The loss of Bailey's voice and persona is noticable in this recording, but, I think, more than compensated for by the stunning drumming of Jeffrey Wegener.
Who cares what Kuepper is singing-slurring here - it's the other instruments that carry a sense of being on the edge of something driving and, dare I say it for post-punk like this, fun. The sharp horn riffs catch, and the driving double-bass figure that introduces the piece still sounds crisp, woody and dynamic. Kuepper's guitar opens rather than clouds passages here, moving from single-note rhythms to expansive slashes. But it's Wegener's drums that made the Clowns: here his brushes seem to be tap-dancing on the snare.
This tune's got songcraft with a coda snapping the conclusion to attention. A song, for me at the time, about the possibilities of rock's dialogues with the dirtier side of jazz-based rhythms.
[Link here - audio only]
2 Portishead: Strangers
I was a fairly late-comer to Portishead and to the sort of chemical epiphanies that might have made their appeal more immediately apparent. Beth Gibbons does the job, but it's the reverbating spaces in the arrangement and the way that the breezy cocktail bar guitar-vocal duet gets almost seamlessly pummelled by heavy drums and digital squawk, that I'm fond of at the moment. Great dynamics.
Live version from 1998 @ NYC with orchestra- Youtube
3 Low and Dirty Three: Down by the River (2001)
An old Neil Young song that Low of Duluth (Dylan's hometown) teamed up with Melbourne trio Dirty Three to cover. We 'eternally loaned' the CD this is from to a friend before moving interstate, but the pace and pathos of this version came to me while at the local hall's piano the other day. A fairly simple song to play that has a seductive lift out of the verse into the chorus.
I find the lyric contradictory - it seems to be a song about romantic loyalty and murder: directed at the same lover.
While Young's version is a stomped and bludgeoning guitar workout the Low/Dirty 3 version is melancholic and shimmering. Warren Ellis' violin hovers over the slow introduction like a fine rain-shower. Jim White's drums, like Jeff Wegener's from the Clowns, shuffle-dance and Mick Turner dobs and brush-strokes his guitar. Mimi Parker's singing is suitably mournful with a hint of something keening at the edge of her voice.
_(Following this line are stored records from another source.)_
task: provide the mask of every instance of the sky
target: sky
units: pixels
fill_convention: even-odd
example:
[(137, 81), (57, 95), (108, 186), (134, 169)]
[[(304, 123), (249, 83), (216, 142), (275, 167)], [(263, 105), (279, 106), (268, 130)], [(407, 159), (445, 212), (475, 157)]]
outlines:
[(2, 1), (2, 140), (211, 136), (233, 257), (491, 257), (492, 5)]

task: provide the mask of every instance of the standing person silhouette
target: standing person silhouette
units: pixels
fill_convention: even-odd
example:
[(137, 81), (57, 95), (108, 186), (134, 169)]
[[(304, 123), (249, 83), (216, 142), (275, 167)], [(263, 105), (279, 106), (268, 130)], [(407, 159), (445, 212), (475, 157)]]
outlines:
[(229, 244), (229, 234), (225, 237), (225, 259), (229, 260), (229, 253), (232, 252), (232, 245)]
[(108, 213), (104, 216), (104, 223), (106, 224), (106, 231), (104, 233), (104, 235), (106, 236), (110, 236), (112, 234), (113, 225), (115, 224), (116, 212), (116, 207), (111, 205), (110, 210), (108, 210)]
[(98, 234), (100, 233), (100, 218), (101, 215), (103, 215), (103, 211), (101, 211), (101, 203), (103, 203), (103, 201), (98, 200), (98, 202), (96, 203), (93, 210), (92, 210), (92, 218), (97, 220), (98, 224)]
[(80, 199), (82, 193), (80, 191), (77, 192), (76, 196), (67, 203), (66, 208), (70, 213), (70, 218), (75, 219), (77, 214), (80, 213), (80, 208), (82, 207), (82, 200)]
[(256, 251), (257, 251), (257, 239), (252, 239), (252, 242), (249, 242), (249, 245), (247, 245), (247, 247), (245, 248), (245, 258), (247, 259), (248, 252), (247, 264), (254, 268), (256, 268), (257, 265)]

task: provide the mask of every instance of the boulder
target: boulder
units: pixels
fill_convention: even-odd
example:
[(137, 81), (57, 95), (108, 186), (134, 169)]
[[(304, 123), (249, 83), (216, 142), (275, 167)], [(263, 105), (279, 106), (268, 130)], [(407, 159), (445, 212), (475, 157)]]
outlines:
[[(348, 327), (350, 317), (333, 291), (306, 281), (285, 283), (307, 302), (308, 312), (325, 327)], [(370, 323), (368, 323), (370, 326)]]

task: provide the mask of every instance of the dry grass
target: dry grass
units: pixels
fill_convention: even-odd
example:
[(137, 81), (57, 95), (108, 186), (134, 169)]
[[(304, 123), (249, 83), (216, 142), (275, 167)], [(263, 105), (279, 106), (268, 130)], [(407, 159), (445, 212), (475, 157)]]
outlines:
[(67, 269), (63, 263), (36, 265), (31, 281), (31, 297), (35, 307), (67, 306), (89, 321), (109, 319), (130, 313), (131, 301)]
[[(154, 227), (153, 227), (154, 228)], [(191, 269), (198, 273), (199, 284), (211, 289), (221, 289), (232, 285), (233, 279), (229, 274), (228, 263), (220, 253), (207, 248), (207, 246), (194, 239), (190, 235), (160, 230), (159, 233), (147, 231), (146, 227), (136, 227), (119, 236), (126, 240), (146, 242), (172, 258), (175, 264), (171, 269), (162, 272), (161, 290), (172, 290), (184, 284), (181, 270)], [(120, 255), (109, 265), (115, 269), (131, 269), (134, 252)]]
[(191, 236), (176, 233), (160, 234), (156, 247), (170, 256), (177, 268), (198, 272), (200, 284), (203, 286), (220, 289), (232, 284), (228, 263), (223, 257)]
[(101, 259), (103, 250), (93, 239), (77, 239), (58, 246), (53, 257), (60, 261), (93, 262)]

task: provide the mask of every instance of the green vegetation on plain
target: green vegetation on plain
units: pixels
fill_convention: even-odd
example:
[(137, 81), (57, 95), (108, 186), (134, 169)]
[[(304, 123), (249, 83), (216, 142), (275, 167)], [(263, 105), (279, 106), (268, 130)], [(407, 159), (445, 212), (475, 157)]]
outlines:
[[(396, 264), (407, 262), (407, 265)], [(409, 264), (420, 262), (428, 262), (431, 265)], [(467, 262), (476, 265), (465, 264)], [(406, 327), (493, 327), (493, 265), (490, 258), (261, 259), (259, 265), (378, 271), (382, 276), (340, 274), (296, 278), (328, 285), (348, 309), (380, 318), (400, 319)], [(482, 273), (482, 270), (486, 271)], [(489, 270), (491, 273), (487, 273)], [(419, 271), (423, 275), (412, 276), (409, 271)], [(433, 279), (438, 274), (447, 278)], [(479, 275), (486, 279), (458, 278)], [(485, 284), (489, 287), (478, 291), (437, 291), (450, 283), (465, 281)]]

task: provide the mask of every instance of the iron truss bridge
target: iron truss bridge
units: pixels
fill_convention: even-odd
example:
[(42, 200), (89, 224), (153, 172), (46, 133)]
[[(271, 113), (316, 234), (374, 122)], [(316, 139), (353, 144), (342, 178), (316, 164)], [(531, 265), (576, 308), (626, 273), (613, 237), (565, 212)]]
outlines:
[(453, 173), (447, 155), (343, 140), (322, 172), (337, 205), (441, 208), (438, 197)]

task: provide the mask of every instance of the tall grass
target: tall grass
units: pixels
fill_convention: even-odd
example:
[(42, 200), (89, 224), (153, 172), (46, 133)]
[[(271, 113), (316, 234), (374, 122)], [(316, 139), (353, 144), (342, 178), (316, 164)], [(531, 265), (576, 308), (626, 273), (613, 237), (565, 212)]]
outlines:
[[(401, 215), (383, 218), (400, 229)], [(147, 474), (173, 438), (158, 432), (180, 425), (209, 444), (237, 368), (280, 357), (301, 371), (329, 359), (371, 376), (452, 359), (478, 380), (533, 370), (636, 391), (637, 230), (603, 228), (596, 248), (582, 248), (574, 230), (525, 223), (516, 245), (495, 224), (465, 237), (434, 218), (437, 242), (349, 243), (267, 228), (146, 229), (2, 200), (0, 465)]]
Youtube here - a truncated version, unfortunately.
4 Curve -Fait Accompli
Great pop song! Hooks, melody, driving-phased bass and guitars that screech. Gothic-britpop. "Hear me now - Fate!" I find it spine-tingling this tune.
Youtube here
5 Lou Reed: Satellite of Love
Another fun song that uses voices really well - almost a doo-wop tune. It took me a long time to recognise Reed's gift with melody but here's a perfect example of melodic movement, married to his lyrical talents. Great finish, with Bowie chiming in on high.
U-tubing original
6 Elvis Costello: Sleepness Nights
A lament that was often on my lips when I picked up the guitar during the last year, and after, for our dog Jessie.
It has an exquisite chord-melody-lyric structure written by Felice and Boudleaux Bryant and was brought to prominence by Gram Parsons. I first heard Elvis' version on the Parsons tribute LP 'Return of the Greivous Angel' and have never been able to decipher the chord progression well enough to play the whole song. Even the introduction theme is haunting and the middle-eight is gorgeous.
Can't find Elvis C's version but here's Gram with EmmyLou Harris on U-tube
Lastly and the closest to Spring-feeling:
7 Lullaby in Birdland (George Shearing)
My partner was singing this tune while drying her hair the other day. Swingin' she was! Couldn't stop humming it.
Here's Ella Fitzgerald on Youtube.
The meme is offered on to Flopeared Mule, Decomposing Trees, s0metim3s, Homecooked Theory, Darkness at noon, blah-feme, and a reminder.